Das vierte Skalpell
»Die Welt ist nun mal ein Affenkäfig.«
Sie schüttelte den Kopf und nahm eine
Zigarette. Ich gab ihr Feuer, und sie blies eine blaue Wolke in die Luft.
»Kläuschen! Er war Famulus auf unserer
Chirurgie.«
»Ach so«, sagte ich und fürchtete, sehr
dämlich auszusehen.
»]a. Ruschke kennt ihn auch.
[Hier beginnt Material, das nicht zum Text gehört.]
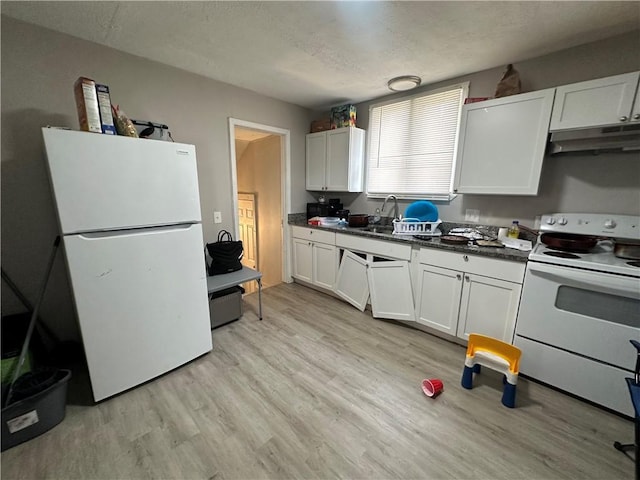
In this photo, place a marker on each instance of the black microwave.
(323, 209)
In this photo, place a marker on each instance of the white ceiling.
(321, 54)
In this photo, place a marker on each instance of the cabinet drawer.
(313, 234)
(489, 267)
(374, 247)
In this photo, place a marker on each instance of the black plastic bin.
(35, 414)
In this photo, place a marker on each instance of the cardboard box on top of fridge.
(343, 116)
(104, 104)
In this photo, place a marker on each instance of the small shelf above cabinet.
(502, 144)
(335, 160)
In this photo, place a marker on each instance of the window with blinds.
(412, 144)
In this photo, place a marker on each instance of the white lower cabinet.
(377, 270)
(315, 257)
(390, 289)
(460, 294)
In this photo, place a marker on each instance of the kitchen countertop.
(434, 242)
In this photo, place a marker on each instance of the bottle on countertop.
(514, 230)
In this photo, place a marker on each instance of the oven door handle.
(596, 281)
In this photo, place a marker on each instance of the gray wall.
(607, 183)
(39, 68)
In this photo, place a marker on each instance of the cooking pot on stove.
(628, 249)
(569, 241)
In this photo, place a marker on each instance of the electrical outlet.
(472, 215)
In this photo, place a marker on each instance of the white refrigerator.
(129, 214)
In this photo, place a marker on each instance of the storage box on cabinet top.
(225, 306)
(343, 116)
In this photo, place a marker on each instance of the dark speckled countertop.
(434, 242)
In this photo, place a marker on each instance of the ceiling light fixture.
(405, 82)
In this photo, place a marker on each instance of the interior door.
(141, 299)
(248, 224)
(390, 290)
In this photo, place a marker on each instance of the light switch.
(472, 215)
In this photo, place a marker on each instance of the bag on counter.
(509, 84)
(153, 131)
(225, 254)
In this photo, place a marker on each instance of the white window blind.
(412, 144)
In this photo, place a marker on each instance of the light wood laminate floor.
(319, 390)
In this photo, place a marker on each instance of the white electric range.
(579, 309)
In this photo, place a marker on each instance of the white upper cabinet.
(502, 144)
(335, 160)
(597, 103)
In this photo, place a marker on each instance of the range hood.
(620, 138)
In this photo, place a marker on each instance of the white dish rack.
(413, 226)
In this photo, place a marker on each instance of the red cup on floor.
(432, 387)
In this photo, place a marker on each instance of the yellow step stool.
(496, 355)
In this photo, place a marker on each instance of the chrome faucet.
(396, 210)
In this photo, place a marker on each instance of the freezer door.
(141, 299)
(102, 182)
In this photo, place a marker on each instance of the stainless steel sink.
(379, 229)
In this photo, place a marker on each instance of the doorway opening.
(260, 166)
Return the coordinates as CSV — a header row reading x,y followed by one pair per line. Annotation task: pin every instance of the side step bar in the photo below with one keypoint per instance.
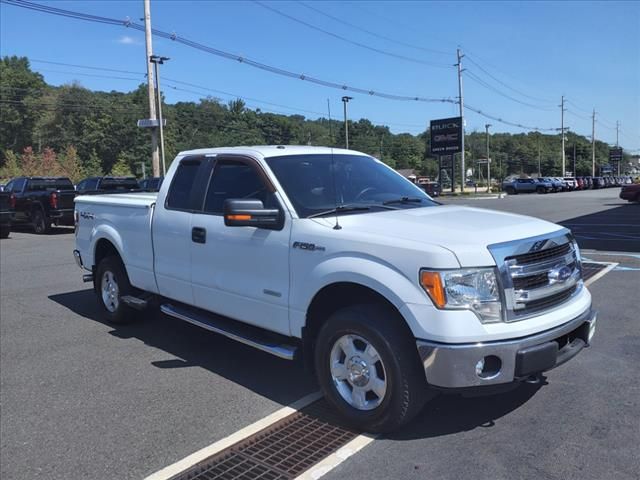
x,y
247,334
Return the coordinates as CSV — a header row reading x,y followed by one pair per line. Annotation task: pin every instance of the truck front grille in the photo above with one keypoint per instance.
x,y
537,274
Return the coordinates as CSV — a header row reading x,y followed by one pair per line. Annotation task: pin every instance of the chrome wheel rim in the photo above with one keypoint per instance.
x,y
110,291
357,372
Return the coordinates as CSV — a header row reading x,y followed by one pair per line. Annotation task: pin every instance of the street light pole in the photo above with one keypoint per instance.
x,y
486,126
345,100
155,59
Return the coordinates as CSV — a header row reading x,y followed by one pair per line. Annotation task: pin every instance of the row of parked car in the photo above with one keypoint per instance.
x,y
561,184
41,202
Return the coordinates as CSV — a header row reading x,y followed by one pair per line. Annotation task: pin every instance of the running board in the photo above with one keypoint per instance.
x,y
249,335
134,302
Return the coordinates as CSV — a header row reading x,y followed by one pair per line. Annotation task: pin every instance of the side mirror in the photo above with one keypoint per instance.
x,y
251,213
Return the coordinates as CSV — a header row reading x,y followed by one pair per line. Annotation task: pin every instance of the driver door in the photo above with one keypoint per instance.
x,y
241,272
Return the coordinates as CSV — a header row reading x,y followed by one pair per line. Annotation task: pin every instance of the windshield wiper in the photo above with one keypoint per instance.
x,y
341,208
403,200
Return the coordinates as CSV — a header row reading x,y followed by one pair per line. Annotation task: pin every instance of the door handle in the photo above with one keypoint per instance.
x,y
198,235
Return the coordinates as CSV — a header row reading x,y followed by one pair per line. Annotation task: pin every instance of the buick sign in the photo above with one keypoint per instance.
x,y
446,136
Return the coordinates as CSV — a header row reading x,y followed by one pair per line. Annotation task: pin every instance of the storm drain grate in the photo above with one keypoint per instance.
x,y
590,269
281,451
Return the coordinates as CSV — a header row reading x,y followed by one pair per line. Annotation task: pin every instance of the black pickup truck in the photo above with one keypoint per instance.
x,y
7,206
98,185
42,201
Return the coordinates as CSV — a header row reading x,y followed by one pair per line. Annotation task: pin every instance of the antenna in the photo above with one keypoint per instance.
x,y
330,128
333,171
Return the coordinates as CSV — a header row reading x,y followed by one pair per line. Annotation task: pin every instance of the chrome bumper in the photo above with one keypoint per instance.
x,y
478,364
78,258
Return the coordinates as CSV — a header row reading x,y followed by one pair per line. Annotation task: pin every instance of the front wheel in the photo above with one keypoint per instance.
x,y
40,223
112,283
368,367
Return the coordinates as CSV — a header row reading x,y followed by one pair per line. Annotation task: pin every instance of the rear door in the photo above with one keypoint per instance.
x,y
171,229
241,272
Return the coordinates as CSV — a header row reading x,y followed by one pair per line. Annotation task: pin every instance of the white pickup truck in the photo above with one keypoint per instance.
x,y
331,255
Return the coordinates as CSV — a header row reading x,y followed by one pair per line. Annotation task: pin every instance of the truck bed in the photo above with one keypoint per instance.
x,y
124,220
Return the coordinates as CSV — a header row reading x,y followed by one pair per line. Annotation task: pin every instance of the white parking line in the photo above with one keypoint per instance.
x,y
206,452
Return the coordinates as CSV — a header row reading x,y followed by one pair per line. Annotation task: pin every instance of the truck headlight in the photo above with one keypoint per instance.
x,y
473,289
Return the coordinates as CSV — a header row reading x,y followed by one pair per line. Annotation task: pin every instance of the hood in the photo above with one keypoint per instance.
x,y
465,231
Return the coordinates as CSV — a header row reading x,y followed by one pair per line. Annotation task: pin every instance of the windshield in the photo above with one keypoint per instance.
x,y
320,183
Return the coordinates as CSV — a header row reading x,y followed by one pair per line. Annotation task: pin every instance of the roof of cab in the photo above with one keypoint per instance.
x,y
272,151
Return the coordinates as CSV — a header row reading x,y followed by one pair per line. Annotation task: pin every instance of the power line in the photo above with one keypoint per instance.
x,y
230,56
347,40
478,80
374,34
253,63
503,83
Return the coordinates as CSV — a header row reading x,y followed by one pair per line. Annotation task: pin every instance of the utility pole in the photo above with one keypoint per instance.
x,y
461,103
345,100
155,158
593,143
539,157
486,127
155,59
562,110
617,145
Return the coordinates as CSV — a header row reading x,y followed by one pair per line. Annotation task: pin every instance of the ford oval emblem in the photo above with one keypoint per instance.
x,y
559,275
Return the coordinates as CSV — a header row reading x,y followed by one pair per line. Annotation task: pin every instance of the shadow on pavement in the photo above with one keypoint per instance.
x,y
617,229
449,414
279,380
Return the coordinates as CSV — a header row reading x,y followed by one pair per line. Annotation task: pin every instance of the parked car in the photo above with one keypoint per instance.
x,y
42,201
432,189
630,192
524,185
97,185
7,211
150,184
557,185
548,186
387,293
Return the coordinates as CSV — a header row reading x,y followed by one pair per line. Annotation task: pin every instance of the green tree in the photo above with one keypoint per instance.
x,y
70,165
121,168
11,167
92,167
21,90
30,163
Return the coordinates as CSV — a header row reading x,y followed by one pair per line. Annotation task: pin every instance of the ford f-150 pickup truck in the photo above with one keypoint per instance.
x,y
331,255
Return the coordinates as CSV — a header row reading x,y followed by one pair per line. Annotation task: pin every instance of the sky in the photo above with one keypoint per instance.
x,y
533,52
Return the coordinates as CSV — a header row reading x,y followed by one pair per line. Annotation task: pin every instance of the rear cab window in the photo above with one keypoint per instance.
x,y
182,192
49,184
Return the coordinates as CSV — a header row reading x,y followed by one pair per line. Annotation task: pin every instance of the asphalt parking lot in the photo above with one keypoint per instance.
x,y
84,399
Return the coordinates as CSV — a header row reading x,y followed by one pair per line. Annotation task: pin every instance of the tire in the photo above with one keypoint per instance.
x,y
111,284
394,385
40,224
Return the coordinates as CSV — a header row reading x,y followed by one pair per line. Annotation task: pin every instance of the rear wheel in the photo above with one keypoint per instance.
x,y
40,223
368,367
112,283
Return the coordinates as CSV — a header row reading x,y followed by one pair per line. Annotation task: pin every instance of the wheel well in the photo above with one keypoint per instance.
x,y
104,248
330,299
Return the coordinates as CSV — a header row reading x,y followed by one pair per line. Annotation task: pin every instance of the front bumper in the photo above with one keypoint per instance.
x,y
491,363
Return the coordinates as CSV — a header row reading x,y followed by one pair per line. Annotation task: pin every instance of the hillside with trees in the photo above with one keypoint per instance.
x,y
70,130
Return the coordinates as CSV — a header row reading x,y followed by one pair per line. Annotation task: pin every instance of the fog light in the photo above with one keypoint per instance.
x,y
488,367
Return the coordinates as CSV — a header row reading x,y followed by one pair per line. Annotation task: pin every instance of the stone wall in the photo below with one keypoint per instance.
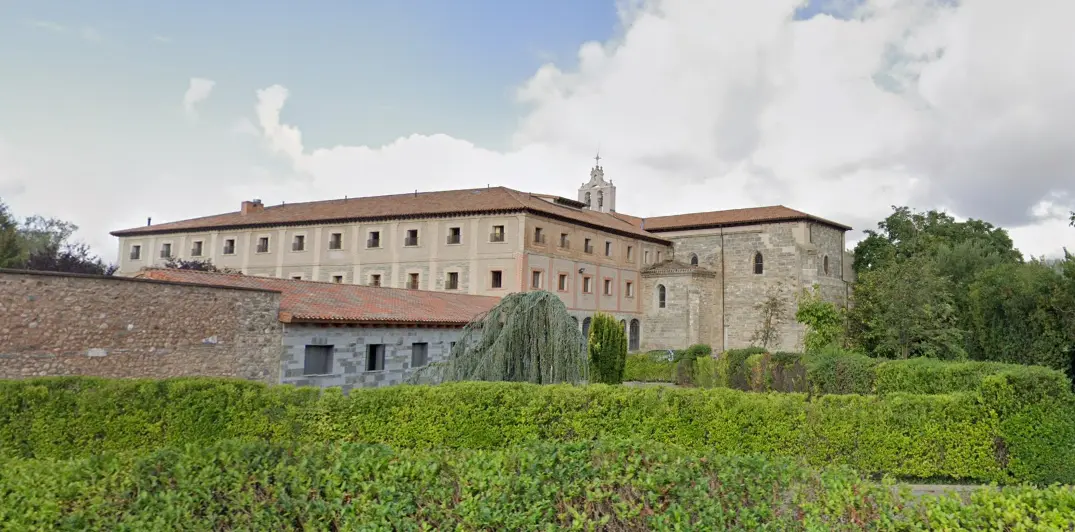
x,y
349,347
118,327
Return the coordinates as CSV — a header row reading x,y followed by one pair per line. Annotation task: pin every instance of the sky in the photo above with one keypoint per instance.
x,y
116,111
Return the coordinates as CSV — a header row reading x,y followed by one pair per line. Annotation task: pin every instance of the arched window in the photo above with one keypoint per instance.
x,y
632,342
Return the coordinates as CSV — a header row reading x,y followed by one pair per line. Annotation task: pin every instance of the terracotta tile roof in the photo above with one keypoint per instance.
x,y
733,217
306,301
399,206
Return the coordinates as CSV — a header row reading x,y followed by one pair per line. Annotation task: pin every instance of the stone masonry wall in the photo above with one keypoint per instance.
x,y
117,327
349,347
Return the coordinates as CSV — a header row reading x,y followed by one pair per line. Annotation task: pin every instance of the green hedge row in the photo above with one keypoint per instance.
x,y
584,486
989,435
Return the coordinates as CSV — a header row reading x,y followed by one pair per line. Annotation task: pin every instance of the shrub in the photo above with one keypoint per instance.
x,y
976,436
607,348
235,486
651,367
834,370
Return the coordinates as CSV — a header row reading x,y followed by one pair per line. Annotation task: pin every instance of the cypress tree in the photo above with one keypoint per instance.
x,y
607,349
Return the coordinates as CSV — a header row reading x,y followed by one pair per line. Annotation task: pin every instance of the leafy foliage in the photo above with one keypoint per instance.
x,y
825,321
607,348
773,312
528,336
1007,432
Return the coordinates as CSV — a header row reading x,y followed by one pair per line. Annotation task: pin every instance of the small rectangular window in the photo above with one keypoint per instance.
x,y
419,355
317,360
375,357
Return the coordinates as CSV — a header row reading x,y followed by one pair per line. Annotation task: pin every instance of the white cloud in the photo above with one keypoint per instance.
x,y
197,92
704,105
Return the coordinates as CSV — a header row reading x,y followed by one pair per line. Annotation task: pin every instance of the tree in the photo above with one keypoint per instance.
x,y
528,336
607,349
12,253
197,264
1018,315
905,311
825,321
773,313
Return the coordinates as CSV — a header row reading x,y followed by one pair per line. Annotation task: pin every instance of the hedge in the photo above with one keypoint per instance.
x,y
990,435
581,486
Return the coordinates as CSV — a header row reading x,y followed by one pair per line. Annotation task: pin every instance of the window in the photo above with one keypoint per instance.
x,y
375,357
317,360
419,355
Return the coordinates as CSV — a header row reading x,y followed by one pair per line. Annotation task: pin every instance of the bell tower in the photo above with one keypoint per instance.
x,y
598,193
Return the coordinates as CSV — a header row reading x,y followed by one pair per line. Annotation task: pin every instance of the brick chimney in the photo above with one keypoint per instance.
x,y
252,206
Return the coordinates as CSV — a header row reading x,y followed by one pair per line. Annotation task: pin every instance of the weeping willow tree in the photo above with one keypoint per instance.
x,y
528,338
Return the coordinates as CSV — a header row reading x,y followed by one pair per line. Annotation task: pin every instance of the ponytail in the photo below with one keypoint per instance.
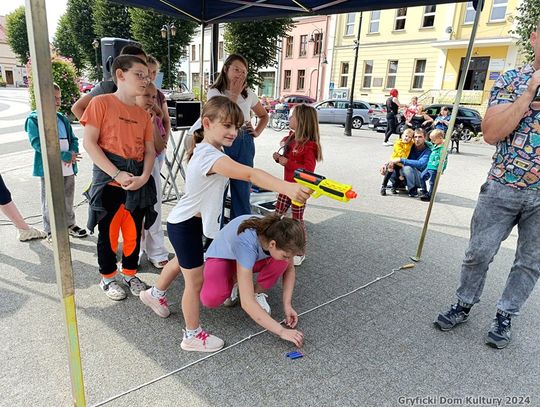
x,y
288,233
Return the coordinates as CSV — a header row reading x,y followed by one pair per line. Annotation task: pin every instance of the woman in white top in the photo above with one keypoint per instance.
x,y
199,212
232,83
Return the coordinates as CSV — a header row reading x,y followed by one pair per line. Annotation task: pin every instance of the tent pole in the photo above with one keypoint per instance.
x,y
38,40
348,119
464,70
201,67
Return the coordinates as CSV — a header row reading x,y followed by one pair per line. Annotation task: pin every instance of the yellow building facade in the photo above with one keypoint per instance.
x,y
418,50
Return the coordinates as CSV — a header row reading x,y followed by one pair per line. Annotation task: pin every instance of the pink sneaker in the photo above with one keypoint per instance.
x,y
158,305
202,342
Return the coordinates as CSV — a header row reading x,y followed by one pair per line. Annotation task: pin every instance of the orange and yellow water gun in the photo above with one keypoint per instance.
x,y
323,186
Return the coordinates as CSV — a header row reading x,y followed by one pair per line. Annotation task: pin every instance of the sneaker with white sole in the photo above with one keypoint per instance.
x,y
31,233
202,342
136,286
261,299
298,260
159,305
113,290
233,298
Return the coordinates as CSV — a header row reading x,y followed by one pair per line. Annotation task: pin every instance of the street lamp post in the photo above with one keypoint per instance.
x,y
312,39
167,31
95,45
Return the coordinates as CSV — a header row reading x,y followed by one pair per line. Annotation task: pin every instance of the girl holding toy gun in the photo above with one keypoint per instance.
x,y
300,149
199,212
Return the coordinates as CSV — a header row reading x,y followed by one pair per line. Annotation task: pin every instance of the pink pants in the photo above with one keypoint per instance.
x,y
219,278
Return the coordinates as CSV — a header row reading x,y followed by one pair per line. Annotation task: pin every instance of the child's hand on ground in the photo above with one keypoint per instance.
x,y
292,335
291,317
136,183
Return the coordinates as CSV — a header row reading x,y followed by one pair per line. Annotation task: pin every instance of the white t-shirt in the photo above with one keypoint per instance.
x,y
203,192
245,104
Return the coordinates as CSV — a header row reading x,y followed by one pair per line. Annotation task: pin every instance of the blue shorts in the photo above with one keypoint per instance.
x,y
187,240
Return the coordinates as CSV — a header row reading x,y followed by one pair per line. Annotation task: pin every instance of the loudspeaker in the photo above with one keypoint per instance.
x,y
187,113
110,49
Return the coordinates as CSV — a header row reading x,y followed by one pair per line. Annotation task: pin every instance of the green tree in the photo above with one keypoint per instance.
x,y
65,75
146,28
79,15
257,42
111,20
64,41
16,34
527,16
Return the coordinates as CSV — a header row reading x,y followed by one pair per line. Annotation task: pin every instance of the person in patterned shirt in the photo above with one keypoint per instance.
x,y
509,197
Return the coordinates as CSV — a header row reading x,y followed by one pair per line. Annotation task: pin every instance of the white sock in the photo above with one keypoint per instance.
x,y
190,333
157,293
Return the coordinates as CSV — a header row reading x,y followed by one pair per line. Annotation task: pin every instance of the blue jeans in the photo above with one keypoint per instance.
x,y
242,151
498,210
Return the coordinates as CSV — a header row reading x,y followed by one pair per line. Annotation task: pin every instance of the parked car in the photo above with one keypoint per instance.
x,y
293,100
470,118
182,92
85,87
335,111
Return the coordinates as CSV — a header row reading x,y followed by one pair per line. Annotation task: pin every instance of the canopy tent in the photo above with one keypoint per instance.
x,y
204,12
223,11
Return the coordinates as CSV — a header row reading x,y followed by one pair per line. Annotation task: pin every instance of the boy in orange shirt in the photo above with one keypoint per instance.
x,y
118,136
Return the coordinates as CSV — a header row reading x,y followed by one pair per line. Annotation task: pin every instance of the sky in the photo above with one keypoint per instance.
x,y
55,8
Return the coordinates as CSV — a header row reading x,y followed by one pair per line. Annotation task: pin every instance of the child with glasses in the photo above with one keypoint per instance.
x,y
119,138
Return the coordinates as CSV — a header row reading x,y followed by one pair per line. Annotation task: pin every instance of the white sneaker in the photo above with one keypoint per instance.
x,y
113,290
261,299
298,260
202,342
233,299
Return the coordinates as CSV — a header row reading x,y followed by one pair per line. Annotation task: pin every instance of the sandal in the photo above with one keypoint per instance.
x,y
159,264
76,231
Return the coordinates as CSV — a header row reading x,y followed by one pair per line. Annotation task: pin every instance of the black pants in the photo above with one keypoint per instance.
x,y
391,126
118,219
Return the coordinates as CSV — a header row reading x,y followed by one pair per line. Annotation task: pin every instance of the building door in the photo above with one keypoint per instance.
x,y
9,77
476,75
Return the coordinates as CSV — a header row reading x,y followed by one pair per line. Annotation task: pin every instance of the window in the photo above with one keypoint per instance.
x,y
344,75
498,11
287,79
288,47
349,25
419,71
317,44
469,13
401,15
374,21
368,73
301,79
220,50
391,75
429,16
303,46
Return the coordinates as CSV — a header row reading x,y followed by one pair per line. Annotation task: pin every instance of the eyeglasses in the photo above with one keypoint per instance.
x,y
142,76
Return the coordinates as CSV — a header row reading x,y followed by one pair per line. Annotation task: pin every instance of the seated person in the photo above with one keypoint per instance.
x,y
414,164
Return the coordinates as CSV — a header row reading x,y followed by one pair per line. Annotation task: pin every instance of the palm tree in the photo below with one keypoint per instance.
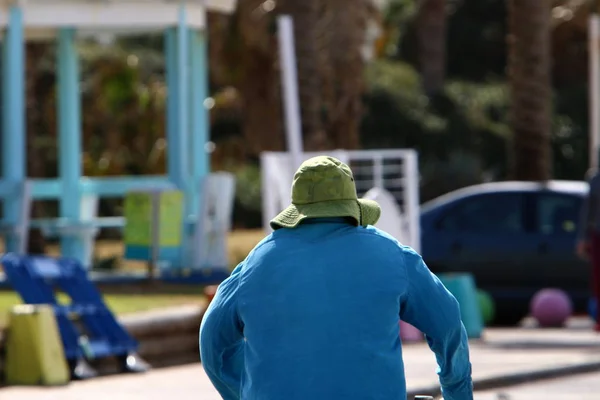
x,y
530,87
310,58
344,23
431,41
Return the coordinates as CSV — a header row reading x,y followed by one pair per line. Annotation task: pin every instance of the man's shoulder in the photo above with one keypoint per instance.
x,y
385,239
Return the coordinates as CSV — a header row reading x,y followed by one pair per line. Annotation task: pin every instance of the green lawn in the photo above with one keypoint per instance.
x,y
240,242
119,303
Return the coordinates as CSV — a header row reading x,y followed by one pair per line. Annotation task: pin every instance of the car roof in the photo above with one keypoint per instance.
x,y
557,186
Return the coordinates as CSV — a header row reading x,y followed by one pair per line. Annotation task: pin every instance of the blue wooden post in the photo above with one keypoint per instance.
x,y
69,140
199,113
13,116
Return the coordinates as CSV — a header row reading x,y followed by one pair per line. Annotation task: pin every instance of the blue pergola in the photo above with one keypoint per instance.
x,y
184,27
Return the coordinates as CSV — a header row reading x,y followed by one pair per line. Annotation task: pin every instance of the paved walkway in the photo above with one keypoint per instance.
x,y
501,353
580,387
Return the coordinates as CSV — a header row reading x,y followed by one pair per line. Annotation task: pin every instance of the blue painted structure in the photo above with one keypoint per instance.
x,y
187,133
36,278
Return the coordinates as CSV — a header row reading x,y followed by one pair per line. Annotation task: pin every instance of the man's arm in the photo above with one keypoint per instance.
x,y
432,309
222,339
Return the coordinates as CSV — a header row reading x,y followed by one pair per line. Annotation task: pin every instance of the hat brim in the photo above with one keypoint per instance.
x,y
364,212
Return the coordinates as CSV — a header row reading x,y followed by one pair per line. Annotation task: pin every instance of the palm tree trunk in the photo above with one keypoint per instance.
x,y
345,23
431,38
306,15
530,87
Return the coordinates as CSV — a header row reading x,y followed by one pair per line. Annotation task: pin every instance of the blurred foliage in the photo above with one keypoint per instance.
x,y
461,134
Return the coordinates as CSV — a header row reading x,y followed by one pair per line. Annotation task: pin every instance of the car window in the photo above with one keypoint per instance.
x,y
557,214
498,213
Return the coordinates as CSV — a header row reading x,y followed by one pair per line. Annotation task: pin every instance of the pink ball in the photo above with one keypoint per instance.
x,y
551,307
409,333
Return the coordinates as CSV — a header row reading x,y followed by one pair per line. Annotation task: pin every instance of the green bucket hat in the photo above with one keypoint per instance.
x,y
324,187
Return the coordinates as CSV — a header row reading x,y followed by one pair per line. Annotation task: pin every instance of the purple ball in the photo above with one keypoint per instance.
x,y
551,307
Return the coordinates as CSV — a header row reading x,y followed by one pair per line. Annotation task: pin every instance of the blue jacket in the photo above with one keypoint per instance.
x,y
313,313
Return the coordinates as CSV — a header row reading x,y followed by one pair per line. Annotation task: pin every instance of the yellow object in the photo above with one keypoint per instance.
x,y
34,350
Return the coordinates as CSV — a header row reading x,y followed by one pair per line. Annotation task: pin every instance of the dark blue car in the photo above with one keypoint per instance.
x,y
514,237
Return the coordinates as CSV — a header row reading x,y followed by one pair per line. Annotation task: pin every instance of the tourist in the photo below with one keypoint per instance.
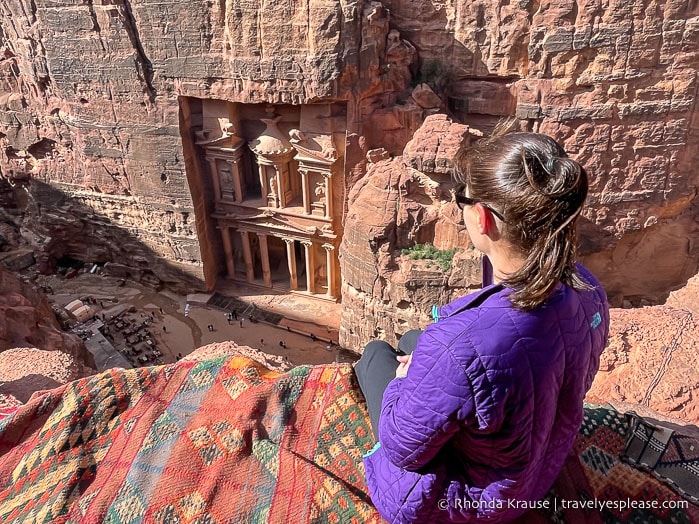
x,y
483,407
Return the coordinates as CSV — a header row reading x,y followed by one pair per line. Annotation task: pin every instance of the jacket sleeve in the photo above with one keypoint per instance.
x,y
422,411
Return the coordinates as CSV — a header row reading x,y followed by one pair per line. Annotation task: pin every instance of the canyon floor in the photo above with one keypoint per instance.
x,y
186,328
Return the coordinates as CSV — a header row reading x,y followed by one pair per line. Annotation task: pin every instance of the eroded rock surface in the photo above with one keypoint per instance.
x,y
91,119
27,320
651,360
24,371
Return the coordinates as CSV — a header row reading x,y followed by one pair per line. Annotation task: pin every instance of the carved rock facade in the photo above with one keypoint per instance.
x,y
112,111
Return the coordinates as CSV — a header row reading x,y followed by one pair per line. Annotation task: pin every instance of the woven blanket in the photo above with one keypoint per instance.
x,y
223,440
227,440
597,485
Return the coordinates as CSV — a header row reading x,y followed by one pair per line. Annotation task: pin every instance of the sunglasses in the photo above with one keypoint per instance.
x,y
462,201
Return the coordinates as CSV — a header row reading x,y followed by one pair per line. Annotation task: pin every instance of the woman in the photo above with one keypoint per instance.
x,y
475,424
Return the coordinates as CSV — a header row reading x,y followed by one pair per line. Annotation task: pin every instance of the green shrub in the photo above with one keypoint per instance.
x,y
443,257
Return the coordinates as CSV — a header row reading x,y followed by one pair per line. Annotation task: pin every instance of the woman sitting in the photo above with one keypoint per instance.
x,y
475,423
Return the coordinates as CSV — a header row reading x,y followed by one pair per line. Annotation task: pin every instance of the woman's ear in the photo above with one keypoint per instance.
x,y
484,219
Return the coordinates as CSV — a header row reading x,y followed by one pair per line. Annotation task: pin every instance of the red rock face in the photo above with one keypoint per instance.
x,y
91,120
27,320
399,204
651,361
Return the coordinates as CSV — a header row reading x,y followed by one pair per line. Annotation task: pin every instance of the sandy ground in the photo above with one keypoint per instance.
x,y
182,334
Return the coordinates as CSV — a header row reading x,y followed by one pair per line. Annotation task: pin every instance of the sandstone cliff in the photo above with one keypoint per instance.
x,y
27,320
94,129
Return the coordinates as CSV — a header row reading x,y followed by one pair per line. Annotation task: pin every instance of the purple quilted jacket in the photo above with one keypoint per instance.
x,y
481,425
Ich
glaube, Kläuschen war furchtbar verliebt in mich. Er hatte einen Roller und
wollte mich immer zum Schwimmen einladen. Und« — ihre Augen huschten über die
Wände — »und hierher.«
»Schade, daß Sie nicht hier waren.«
»Wieso?«
»Dann wüßten Sie, daß das nicht meine
Bilder sind. Ich würde sie alle hergeben für eins von Ihnen.«
Wir sahen uns lange an. Sie schlug
zuerst die Augen nieder.
»Mochten Sie ihn nicht?« fragte ich
leise.
Sie hob sie Schultern. »Was heißt
mögen! Er war nett, aber — ach, er tat mir so leid. Ich glaube, es hat ihn
ziemlich mitgenommen.«
»Kann ich ihm nachfühlen«, brummte ich.
»Wissen Sie, wo er jetzt ist?« fragte
sie nach einer Pause.
Nein, dachte ich. Niemand weiß es.
»Er erzählte was von Freiburg.«
»Ja, ich glaube, da war er her. Sprach
so eine Art schwäbisch. Er muß jetzt bald fertig sein.«
»So«, sagte ich. »Wann war er denn da?«
»Vorigen Sommer. Drei Monate, die
ganzen Semesterferien. Und das unter Steimles Regie.«
»Armer Mann«, sagte ich.
Vorigen Sommer. Am gleichen Krankenhaus
wie ich. Ob Nogees das schon heraus hatte? Und Evelyn hatte er geliebt. Sie saß
zwei Meter von dem Stuhl entfernt, in dem er den Tod gefunden hatte, und wußte
nichts davon. War das sicher, daß sie nichts wußte? Nichts war sicher auf
dieser Welt.
»Woran denken Sie?«
Ich betrachtete meine Fußspitzen.
»Daran, wieviel besser ich es habe als
er«, sagte ich. »Und wie sehr ich mich darüber freue,«
Ich hob schnell den Kopf und sah noch
den Rest ihres Lächelns. »Prost, Evelyn!«
Wir tranken. Evelyn sah zur Uhr.
»Mein Gott, in zwölf Minuten geht mein
Bus! Der letzte!«
»Faules Straßenbahnervolk«, sägte ich.
»Hat’s Ihnen gefallen?«
»Ja, mein Herr. Besonders eins.«
»Was?«
»Sage ich nicht.«
»Hm. Mich hat auch was gefreut.«
Sie hielt es keine zehn Sekunden aus.
»Und?«
»Neugierde, dein Name ist Weib. Daß Ihr
Bild nur so bei Wildbolz stand.«
»Es stand nur so da. Er hat mich im
Institut geknipst, ohne vorher zu fragen.«
»Das werden die besten Bilder«, sagte
ich. »Übrigens — mein Schreibtisch ist so leer.«
»Ungeduld, dein Name ist Mann. Los,
erheben Sie sich!«
Ich öffnete das Fenster, und dann
gingen wir.
Auf der Straße war es frostig und
windstill. Durch die klare Luft funkelten eisblaue Sterne. Unsere Schritte
hallten von den Häuserwänden. Ich nahm Evelyns Arm und schob ihn unter meinen.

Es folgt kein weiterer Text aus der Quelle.